Magistrats et avocats comptent dans leurs rangs de nombreux opposants au projet de loi de programmation 2018-2022 et de réforme pour la justice. Globalement, ils dénoncent la déshumanisation de la justice et l’éloignement du juge pour le justiciable. Tour d’horizon de leurs arguments.

Majoritaire dans la profession, l’Union syndicale des magistrats estime que l’objectif du projet de loi est « manifestement de limiter l’accès au juge, plutôt que de donner à la justice les moyens de fonctionner ». Le syndicat s’inquiète notamment de la suppression des tribunaux d’instance, qui « ouvre la possibilité de vider certaines juridictions de leur substance en leur retirant des pans entiers de contentieux », ainsi que de la suppression du juge de l’application des peines dans certaines juridictions, ce qui « nuira à la proximité de la justice et au suivi efficace des condamnés ». De son côté, le Syndicat de la magistrature s’est notamment indigné de « l’incroyable légèreté avec laquelle les députés ont abordé un texte qui dégrade en profondeur le fonctionnement du service public de la justice », pointant en outre « l’aveuglement stupéfiant d’un gouvernement et d’une majorité qui entendent plaquer coûte que coûte des logiques absurdes et abstraites sur une justice qui n’est vue que comme un poste de dépense à rationner ».

De nombreux avocats se sont également dressés contre la réforme. Principaux points de friction : l’oralité de la notification des droits au gardé à vue, l’extension de l’expérimentation de la spécialisation des cours d’appel à cinq régions contre deux actuellement, et, comme les magistrats, la fusion des tribunaux d’instance et de grande instance au profit du tribunal judiciaire. Dans une lettre adressée à la ministre de la Justice, le Conseil national des barreaux a notamment alerté sur « la dématérialisation de la procédure pénale et ses conséquences, s’agissant plus particulièrement des notifications des droits au gardé à vue, contraire aux droits de la défense ».

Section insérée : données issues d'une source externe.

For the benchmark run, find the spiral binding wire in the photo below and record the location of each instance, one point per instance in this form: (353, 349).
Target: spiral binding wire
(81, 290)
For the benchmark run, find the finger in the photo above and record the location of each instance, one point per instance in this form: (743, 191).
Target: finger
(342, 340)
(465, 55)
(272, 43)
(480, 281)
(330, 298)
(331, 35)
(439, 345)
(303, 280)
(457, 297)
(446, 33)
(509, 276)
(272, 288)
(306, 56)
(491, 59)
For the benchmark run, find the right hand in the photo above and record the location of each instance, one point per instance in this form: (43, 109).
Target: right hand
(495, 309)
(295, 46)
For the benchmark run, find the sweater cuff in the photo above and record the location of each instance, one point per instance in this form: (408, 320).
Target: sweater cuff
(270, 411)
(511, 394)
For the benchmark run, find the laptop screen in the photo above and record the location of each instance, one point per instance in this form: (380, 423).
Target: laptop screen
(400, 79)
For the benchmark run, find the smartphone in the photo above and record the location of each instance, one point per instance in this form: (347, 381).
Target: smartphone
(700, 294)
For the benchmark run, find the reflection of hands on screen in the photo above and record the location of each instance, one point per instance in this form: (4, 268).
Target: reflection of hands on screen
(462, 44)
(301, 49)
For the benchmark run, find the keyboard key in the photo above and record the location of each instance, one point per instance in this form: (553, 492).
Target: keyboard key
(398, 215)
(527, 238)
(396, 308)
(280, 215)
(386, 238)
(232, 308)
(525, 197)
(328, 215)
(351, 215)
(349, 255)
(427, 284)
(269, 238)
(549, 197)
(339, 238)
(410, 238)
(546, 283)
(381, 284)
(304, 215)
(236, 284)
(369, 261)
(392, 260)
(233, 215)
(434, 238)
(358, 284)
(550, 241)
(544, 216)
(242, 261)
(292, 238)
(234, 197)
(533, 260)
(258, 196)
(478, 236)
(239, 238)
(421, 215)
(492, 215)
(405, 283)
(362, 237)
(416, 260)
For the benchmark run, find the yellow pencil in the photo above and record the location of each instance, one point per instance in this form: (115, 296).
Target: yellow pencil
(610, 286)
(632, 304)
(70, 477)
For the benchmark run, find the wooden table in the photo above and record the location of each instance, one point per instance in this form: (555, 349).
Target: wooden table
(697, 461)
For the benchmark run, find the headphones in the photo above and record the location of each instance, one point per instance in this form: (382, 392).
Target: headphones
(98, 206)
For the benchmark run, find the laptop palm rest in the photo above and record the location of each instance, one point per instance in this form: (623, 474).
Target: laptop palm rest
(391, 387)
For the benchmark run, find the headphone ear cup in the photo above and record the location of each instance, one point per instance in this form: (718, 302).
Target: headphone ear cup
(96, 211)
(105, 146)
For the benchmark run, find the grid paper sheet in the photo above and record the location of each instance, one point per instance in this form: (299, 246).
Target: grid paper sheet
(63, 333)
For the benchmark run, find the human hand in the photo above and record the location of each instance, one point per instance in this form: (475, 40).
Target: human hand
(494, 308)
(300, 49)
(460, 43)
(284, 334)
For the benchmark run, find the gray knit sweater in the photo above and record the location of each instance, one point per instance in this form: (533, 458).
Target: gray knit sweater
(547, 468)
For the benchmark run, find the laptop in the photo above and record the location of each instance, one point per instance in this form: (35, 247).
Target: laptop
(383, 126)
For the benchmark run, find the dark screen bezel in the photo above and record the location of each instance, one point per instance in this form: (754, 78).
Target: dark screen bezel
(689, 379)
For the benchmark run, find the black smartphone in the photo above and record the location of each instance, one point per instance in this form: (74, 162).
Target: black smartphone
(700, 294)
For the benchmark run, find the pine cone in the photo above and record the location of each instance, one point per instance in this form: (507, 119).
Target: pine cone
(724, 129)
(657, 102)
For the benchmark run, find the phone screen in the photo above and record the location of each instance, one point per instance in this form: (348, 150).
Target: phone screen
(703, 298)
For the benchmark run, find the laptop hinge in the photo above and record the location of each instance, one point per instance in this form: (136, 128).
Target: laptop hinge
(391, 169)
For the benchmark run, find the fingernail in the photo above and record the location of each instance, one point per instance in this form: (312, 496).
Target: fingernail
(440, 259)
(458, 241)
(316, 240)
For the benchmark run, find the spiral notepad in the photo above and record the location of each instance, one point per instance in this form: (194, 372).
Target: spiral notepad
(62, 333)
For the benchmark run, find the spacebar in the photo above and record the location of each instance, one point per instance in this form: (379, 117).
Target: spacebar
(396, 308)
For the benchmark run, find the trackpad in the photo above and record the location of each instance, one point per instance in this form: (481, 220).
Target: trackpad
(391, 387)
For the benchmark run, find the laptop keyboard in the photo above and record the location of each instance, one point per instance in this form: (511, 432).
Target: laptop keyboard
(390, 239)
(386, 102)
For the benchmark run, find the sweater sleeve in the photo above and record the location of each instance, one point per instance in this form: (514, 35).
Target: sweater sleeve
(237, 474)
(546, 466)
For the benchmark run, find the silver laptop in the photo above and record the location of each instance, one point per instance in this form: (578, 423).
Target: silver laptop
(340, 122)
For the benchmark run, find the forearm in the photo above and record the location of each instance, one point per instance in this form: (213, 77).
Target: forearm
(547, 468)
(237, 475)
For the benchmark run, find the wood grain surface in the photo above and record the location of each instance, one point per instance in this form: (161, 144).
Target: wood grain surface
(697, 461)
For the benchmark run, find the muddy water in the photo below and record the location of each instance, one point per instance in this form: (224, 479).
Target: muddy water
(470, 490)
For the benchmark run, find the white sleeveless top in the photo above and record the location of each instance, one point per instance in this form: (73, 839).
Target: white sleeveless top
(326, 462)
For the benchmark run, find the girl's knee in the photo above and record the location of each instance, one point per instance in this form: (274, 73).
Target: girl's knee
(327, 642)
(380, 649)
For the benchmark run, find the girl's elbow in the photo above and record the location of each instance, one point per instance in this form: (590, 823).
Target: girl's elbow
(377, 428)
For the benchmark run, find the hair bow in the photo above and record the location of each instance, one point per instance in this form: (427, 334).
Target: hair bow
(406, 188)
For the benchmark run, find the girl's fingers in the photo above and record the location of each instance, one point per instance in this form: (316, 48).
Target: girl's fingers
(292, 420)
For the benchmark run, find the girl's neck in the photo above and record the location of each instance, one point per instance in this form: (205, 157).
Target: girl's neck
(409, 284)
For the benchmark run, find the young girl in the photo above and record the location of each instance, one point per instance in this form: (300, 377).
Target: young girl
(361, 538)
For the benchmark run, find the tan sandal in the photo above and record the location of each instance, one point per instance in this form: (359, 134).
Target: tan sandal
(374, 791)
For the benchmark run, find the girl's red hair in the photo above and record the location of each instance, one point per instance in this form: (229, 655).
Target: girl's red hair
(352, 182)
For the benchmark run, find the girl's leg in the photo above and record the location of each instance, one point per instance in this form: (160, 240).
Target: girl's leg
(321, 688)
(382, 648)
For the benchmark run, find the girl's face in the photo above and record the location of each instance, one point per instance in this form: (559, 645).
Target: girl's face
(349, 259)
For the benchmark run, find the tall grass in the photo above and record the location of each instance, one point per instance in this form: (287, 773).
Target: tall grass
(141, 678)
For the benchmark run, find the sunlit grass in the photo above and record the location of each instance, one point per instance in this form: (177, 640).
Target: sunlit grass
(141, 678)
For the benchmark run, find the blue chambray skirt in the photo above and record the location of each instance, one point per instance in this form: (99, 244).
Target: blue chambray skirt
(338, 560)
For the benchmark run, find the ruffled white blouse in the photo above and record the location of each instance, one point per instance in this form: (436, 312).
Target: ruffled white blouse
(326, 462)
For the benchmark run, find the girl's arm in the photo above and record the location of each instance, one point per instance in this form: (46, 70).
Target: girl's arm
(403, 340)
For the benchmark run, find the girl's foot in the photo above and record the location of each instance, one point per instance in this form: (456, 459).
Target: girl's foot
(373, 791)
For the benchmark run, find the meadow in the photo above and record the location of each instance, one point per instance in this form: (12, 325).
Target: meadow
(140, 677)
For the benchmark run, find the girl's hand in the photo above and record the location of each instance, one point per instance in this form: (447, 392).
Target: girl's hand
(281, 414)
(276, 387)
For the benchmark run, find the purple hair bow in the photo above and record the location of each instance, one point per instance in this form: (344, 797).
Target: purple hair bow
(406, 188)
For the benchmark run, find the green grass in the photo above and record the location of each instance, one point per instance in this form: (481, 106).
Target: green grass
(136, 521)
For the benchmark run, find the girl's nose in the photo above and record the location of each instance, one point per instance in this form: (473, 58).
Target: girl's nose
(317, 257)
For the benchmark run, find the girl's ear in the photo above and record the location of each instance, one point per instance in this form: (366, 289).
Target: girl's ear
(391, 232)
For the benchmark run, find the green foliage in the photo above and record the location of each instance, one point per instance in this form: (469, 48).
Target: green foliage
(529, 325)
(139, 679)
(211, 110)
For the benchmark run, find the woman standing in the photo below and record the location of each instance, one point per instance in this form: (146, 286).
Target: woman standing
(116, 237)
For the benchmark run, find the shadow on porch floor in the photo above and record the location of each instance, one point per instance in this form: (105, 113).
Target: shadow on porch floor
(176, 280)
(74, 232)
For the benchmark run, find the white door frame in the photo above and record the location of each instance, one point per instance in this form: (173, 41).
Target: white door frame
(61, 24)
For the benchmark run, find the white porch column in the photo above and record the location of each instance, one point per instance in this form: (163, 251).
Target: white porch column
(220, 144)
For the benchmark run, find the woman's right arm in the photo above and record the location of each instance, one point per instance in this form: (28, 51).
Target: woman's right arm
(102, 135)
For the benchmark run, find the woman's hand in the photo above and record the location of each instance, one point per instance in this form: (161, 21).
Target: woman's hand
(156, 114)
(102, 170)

Le Syndicat des greffiers de France, affilié à Force ouvrière, dénonce de son côté une « casse des services judiciaires », dans une lettre adressée lundi à la garde des Sceaux. « Les collègues n’ont plus envie. Ils ont le service public chevillé au cœur mais ils sont dégoûtés », alerte le syndicat, pour qui « le seul et unique » objectif du gouvernement « est une rationalisation à terme » de la justice.

Notes

(1) Les mesures de protection à durée indéterminée ont été abrogées par la loi du 16 février 2015 relative à la modernisation et à la simplification du droit et des procédures dans le domaine de la justice et des affaires intérieures.